If Santa arrives, he will find that children are not asking for toys. They ask for their full names. They ask to be called as children, not as numbers. They ask for new notebooks, because the old ones have been burned.

They ask for a bedtime story, because sleep itself has become a battle. They ask to live one day without fear. It is a question of justice, of mercy. It may be another year late. He may arrive in disguise, without a uniform, without a bag, without cameras.

It may arrive in the form of a doctor, a teacher, or a journalist who refuses to turn a blind eye. It may arrive in the form of a message, a wooden toy made from the remains of a house, or a small stove that ignites a smokeless warmth.

In Gaza, names are less important than actions. We don't know if Santa Claus will arrive. We know one thing... Birth, after all, is coming. It comes as a non-arresting idea. As a light that does not bomb.

It comes because Gaza, despite everything that has been imposed on it, is still able to wait, to dream, to tell the world that it is here, and that it still deserves to be happy.


When hunger invents its fire


Bassem al-Hajj was not looking for an invention, a hero, or a passing television shot. He was looking for a fire that would not betray him when the evening cooled... In Gaza, where things don't come as they should, and where needs confuse logic, invention is born out of necessity, not from the luxury of laboratories. In his small workshop, Bassem sat surrounded by tired pieces of iron.

Hadid was taken from houses that were no longer houses, from windows that had lost their glass, from families whose owners no longer slept on them. Each piece carries a story, and each weld connects a wall that once protected a child from the cold.

There is no smoke filling the chest, and no suffocating smell that brings back the bodies to their old fears. A stove that works with frying oil. Bassem doesn't talk much. His eyes are doing enough. In his gaze, there is something of a long tiredness, and a certain determination that needs no explanation.

He wears a tie around his neck, as if his own body knows that war does not go by without leaving its signature. However, when he holds the brush and paints the iron in its final color, it seems as if he is finishing a sacred ritual. Painting is not a luxury, it is a declaration of completeness.

This stove is ready to go to another house, to another kitchen, to the hand of a mother who is waiting. The idea is not new in the world, but it is new here because the need has redefined it. Bassem says: "The idea exists, but we developed it according to our needs. In this sentence, Gaza sums up its relationship with the world.

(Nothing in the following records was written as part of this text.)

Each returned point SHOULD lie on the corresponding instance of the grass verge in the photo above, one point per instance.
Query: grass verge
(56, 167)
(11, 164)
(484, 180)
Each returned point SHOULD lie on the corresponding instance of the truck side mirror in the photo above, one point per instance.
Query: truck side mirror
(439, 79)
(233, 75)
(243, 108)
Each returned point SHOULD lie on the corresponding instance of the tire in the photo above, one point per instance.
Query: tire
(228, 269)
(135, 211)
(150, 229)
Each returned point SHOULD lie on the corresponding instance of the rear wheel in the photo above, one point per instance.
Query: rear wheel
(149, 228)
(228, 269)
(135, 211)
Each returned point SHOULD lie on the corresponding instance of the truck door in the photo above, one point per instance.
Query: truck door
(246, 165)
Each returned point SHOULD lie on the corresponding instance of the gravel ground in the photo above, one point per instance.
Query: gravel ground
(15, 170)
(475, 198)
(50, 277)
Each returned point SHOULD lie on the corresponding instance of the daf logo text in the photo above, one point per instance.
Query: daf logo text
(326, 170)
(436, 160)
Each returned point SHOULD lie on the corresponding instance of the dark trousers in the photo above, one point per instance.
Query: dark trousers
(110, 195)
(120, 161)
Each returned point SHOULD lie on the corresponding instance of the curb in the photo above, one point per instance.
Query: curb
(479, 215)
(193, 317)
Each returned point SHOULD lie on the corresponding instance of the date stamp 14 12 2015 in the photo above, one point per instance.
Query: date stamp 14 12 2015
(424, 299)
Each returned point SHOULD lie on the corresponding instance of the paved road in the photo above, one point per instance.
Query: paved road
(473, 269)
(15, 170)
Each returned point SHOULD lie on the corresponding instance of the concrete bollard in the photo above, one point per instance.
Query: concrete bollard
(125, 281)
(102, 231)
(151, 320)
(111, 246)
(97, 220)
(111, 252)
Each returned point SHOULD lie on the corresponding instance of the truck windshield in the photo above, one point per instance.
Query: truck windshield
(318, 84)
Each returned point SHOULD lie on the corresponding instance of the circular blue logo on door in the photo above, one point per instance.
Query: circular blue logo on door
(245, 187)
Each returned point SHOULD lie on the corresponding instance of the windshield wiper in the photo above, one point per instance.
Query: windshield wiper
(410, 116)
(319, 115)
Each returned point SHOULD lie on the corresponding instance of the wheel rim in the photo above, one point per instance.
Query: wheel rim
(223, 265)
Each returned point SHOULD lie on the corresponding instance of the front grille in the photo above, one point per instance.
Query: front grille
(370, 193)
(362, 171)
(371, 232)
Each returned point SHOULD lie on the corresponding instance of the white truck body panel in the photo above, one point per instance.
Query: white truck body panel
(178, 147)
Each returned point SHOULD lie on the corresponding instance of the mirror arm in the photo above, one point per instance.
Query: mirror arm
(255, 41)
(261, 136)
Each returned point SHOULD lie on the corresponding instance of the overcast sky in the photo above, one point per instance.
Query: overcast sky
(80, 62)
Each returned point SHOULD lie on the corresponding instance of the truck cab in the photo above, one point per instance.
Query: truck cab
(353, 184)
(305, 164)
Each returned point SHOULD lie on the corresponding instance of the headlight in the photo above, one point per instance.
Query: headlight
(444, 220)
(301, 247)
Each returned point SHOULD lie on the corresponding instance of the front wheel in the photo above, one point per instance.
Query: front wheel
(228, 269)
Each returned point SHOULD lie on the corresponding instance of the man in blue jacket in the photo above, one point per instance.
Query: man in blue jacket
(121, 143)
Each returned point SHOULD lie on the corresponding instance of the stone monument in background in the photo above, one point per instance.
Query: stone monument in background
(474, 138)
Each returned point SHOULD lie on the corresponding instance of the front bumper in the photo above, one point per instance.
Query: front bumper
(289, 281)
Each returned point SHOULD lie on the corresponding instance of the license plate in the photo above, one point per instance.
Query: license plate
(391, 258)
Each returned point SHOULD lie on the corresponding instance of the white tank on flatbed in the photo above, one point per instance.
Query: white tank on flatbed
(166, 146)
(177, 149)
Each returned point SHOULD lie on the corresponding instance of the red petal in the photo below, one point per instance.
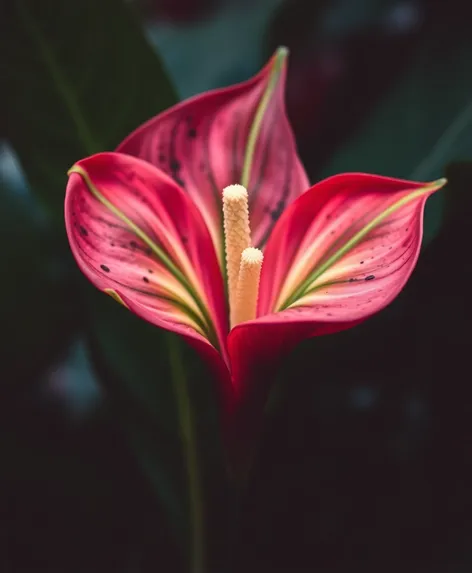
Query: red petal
(313, 246)
(202, 144)
(137, 236)
(316, 279)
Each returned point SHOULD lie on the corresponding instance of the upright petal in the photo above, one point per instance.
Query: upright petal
(138, 237)
(345, 248)
(239, 134)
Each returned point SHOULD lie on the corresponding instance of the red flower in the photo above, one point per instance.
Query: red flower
(146, 226)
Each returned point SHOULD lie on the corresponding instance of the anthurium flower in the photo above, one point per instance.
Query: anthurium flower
(203, 223)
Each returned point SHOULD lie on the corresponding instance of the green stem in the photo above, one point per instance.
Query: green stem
(187, 431)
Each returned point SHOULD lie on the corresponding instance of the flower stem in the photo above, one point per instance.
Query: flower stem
(187, 432)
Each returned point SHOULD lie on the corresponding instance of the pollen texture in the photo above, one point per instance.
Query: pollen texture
(248, 285)
(237, 235)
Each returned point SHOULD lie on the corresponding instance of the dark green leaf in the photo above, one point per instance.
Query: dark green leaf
(78, 77)
(36, 292)
(424, 123)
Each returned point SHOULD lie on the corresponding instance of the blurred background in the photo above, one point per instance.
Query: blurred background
(367, 459)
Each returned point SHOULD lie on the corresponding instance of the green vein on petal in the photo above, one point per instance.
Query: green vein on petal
(304, 287)
(206, 323)
(280, 58)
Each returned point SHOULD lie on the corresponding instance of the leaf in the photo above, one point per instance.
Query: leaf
(425, 122)
(36, 314)
(79, 77)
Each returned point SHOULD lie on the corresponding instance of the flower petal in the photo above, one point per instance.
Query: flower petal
(239, 134)
(340, 253)
(345, 248)
(138, 237)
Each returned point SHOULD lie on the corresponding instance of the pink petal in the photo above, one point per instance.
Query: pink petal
(344, 249)
(344, 285)
(202, 144)
(137, 236)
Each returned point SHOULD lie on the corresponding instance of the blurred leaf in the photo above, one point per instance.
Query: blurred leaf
(426, 121)
(36, 313)
(79, 76)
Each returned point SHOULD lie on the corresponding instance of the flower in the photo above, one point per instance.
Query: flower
(150, 225)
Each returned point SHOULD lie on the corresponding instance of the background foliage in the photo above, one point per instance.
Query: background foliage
(367, 461)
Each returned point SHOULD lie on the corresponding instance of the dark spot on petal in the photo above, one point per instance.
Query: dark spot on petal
(179, 180)
(275, 214)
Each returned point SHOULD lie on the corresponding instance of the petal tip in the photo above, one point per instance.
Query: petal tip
(438, 184)
(114, 295)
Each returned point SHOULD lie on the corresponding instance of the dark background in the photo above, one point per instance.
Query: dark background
(367, 459)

It does not deny what has been accomplished, and it does not claim to be the first to do so, but it reframes everything to suit its wounds. Outside, bombed houses, and wires hanging. Bassem goes out to collect iron himself.

He cannot buy new, material life is expensive, and resources are scarce. Everything that is made here is born of the impossible. However, the stove stands firmly on its four legs.

It's supposed to reach every house, Bassem says, as if he knows that what is "supposed" in Gaza often doesn't happen, but he insists on dreaming in the plural. In every moment of ignition, there is silent resistance... This stove is not just a metal appliance.

It is a small statement against the deficit. Against waiting for aid. Against the idea that the victim has nothing but to cry. In Gaza, the crying is there, but it does not stop the work. When we look at a stove in the name of a stove, we don't just see a solution to the cooking crisis. We see a whole philosophy of survival. About turning surplus into energy, desolation into a tool, and blockade into an additional reason to think.